S1Q5: behavior on pages

This question was intended to gauge how often people perform an action for a specific page; as such, the frequencies are expressed in page-relative terms.

The following table presents the scores for each response, which are weighted by the number of responses. The scores range from 1 (for every page) to 5 (never); in other words, the lower the number, the more frequently one does the thing.

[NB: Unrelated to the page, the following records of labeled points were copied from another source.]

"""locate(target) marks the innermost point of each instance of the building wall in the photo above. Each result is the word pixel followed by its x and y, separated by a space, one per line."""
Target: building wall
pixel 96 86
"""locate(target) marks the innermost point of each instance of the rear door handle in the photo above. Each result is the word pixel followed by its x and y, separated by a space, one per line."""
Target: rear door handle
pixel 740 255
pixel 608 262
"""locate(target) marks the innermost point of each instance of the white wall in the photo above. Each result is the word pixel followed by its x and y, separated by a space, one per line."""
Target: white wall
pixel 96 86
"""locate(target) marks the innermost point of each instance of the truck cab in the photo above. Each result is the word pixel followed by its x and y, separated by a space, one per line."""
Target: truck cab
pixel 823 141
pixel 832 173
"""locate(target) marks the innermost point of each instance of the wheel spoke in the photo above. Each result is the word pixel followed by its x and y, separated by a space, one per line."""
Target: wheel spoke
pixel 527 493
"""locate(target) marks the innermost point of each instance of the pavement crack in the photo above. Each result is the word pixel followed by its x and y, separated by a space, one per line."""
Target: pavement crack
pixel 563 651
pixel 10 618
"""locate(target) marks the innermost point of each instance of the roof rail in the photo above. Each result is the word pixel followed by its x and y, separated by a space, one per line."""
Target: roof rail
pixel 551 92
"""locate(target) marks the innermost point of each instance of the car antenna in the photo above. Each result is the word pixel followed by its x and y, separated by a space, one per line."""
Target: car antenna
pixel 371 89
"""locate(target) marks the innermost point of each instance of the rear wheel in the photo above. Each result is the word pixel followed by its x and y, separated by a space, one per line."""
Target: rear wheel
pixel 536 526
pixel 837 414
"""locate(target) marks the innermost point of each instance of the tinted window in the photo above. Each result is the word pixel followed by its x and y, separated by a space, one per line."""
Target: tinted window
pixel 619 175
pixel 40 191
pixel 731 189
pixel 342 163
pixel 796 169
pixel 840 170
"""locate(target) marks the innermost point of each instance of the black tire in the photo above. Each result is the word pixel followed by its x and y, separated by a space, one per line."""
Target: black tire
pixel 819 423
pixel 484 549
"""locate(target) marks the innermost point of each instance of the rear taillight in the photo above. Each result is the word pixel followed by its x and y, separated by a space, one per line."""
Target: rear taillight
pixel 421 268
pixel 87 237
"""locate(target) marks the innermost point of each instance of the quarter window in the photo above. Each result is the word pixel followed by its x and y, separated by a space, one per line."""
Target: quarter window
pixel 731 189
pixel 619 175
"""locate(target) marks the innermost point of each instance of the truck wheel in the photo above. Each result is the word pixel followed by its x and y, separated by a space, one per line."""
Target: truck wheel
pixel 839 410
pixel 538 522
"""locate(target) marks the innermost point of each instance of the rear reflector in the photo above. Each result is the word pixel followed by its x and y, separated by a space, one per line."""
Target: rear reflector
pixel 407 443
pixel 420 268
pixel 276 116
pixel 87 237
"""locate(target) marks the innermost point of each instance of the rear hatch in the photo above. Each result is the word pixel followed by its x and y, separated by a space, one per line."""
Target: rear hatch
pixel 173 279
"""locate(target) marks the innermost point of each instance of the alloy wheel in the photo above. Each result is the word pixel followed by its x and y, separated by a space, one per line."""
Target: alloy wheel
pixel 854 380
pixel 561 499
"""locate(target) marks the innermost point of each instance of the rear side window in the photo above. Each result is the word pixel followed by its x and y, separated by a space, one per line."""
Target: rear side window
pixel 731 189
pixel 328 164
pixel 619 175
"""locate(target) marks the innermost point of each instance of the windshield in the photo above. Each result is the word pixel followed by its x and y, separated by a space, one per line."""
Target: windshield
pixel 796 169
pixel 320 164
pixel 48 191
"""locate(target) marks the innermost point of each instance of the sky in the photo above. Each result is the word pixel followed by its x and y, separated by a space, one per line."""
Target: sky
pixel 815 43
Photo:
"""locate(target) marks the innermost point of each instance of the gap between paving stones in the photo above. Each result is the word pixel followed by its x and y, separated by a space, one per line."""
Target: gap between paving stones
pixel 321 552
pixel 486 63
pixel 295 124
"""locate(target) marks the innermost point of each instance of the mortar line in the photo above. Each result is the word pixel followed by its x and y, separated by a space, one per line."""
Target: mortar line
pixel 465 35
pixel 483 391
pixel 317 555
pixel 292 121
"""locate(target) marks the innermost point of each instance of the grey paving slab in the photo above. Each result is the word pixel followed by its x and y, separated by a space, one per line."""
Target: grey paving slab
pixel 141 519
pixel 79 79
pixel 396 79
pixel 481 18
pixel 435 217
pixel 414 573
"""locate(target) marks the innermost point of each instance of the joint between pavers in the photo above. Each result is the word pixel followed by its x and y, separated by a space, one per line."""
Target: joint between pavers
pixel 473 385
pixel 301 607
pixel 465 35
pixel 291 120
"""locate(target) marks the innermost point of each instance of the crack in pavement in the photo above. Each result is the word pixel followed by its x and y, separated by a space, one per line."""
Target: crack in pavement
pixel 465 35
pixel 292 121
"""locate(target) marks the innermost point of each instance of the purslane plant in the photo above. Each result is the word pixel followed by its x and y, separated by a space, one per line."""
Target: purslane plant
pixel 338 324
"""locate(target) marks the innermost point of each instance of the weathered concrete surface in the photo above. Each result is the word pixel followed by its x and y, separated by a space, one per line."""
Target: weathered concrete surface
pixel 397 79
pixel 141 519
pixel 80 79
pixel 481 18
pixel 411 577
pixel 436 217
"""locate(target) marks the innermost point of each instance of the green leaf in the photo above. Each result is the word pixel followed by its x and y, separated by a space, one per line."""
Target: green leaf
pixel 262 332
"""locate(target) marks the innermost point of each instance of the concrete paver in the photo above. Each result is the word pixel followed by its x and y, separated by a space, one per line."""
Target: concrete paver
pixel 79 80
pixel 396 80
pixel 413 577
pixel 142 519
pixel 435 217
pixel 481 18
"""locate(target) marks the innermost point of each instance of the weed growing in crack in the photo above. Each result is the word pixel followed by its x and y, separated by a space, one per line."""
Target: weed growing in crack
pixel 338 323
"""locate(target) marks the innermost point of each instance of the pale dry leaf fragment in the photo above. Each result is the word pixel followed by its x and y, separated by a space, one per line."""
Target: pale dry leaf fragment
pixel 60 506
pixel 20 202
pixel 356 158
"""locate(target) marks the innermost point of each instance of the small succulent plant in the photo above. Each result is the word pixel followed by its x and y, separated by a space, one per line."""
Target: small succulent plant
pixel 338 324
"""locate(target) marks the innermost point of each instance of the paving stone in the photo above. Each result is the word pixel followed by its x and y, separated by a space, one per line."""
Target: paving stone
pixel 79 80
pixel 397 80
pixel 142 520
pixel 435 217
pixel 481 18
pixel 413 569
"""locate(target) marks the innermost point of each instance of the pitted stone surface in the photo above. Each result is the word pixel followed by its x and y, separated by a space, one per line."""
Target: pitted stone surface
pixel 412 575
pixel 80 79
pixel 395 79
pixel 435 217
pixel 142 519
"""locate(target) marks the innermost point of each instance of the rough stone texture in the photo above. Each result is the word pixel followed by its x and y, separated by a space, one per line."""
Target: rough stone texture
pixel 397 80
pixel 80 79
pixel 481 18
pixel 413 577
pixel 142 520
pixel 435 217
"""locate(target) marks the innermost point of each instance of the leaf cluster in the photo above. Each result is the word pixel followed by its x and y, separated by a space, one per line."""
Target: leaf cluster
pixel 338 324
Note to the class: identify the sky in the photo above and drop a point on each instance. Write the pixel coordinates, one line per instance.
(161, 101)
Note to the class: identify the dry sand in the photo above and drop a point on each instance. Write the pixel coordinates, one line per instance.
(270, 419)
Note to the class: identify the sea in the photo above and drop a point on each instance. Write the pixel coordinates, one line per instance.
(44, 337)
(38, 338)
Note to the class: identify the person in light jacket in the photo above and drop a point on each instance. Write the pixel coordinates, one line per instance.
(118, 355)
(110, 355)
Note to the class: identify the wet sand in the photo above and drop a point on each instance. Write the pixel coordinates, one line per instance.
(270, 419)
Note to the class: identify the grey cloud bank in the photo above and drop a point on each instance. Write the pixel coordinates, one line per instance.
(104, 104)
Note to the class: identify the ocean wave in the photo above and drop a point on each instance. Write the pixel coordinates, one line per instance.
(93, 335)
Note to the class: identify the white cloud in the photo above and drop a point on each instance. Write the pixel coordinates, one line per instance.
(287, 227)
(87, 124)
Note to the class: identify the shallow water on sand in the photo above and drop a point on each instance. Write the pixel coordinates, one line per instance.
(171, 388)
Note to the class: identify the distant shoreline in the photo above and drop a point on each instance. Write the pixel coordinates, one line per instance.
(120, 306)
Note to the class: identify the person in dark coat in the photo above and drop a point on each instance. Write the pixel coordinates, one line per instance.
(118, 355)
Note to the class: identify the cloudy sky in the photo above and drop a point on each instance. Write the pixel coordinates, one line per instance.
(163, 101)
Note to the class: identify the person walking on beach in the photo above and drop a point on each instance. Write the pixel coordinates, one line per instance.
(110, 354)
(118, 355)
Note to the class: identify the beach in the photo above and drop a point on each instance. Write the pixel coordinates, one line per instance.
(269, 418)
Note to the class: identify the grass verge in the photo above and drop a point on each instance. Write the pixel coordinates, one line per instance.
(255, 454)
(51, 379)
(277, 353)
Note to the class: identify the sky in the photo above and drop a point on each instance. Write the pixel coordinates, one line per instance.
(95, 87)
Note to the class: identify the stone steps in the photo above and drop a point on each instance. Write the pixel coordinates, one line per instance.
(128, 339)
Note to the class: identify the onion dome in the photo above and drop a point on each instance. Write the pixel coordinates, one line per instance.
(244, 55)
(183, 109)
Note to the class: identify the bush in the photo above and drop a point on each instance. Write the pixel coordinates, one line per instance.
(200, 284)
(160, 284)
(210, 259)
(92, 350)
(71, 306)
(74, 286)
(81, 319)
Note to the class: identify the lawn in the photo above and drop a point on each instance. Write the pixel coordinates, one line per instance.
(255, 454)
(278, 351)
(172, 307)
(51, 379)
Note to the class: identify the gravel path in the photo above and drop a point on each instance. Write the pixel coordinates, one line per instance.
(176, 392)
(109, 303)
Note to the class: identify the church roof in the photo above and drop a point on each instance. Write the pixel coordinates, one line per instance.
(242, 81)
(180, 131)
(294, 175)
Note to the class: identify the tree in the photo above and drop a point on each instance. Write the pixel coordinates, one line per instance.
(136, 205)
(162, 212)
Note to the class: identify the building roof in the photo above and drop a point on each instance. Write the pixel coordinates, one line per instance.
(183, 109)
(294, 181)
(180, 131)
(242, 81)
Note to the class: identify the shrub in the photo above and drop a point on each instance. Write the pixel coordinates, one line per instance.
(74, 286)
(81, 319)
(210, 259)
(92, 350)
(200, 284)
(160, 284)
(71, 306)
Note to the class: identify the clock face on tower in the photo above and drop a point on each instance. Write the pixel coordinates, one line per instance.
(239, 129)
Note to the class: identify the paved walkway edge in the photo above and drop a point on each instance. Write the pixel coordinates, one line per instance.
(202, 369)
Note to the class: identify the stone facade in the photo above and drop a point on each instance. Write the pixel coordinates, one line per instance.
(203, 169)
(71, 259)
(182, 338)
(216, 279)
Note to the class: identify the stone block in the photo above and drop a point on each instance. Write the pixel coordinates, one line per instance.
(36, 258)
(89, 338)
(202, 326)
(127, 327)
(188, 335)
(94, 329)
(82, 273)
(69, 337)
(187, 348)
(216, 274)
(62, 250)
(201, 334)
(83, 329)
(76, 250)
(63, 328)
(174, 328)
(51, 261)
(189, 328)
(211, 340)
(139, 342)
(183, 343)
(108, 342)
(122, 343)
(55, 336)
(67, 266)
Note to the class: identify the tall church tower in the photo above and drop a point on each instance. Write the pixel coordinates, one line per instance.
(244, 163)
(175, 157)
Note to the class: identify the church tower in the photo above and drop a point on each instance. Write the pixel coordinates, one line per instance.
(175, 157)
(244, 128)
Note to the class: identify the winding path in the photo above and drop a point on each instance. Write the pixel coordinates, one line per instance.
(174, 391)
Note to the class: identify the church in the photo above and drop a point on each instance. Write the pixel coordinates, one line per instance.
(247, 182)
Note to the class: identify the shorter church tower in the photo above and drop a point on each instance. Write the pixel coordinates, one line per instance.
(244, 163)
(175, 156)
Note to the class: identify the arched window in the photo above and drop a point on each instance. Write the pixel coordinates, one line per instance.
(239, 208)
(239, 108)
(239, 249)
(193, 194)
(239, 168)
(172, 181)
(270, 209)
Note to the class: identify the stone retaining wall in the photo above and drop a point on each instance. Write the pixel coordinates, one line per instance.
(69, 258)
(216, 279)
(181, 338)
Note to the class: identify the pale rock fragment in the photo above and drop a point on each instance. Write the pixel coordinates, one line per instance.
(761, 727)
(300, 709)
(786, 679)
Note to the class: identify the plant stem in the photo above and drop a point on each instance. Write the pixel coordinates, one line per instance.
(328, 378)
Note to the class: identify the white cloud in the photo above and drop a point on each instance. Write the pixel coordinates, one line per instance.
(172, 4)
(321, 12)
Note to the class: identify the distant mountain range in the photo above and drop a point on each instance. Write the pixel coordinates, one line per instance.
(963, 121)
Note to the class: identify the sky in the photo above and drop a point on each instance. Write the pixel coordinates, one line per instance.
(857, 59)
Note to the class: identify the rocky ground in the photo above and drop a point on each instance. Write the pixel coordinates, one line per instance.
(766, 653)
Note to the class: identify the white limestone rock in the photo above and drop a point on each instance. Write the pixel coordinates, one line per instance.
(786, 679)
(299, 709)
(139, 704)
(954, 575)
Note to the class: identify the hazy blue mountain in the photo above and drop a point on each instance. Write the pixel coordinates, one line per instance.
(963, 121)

For what fraction of pages you read do you do the following? Note that the responses have been shortened here; see the “Survey questions” section for the wording used in the survey. Responses are sorted by the values in the SSC column. SM = SurveyMonkey audience, V = Vipul Naik’s timeline, SSC = Slate Star Codex audience, AM = Wikipedia Analytics mailing list, H = heavy users (26 or more articles per week) of Wikipedia.
Response SM V SSC AM H
Check ≥1 citation 3.57 2.80 2.91 2.67 2.69
Look at “See also” 3.65 2.93 2.92 2.67 2.76
Read mostly for “Criticisms” or “Reception” 4.35 3.12 3.34 3.83 3.14
Click through ≥1 source to verify information 3.80 3.07 3.47 3.17 3.36
Share the page 4.11 3.72 3.86 3.67 3.79
Look at the talk page 4.31 4.28 4.03 3.00 3.86
Look at the editing history 4.35 4.32 4.12 3.33 3.92
Edit a page for grammatical/typographical errors 4.50 4.41 4.22 3.67 4.02
Edit a page to add new information 4.61 4.55 4.49 3.83 4.34
Look at editing history to verify author 4.50 4.65 4.48 3.67 4.73
Check how many pageviews a page is getting 4.63 4.88 4.96 3.17 4.92

The table above provides a good ranking of how often people perform these actions on pages, but not the distribution information (which would require three dimensions to present fully). In general, the more common actions (scores of 2.5–4) had responses that clustered among “For some pages”, “For very few pages”, and “Never”, while the less common actions (scores above 4) had responses that clustered mainly in “Never”.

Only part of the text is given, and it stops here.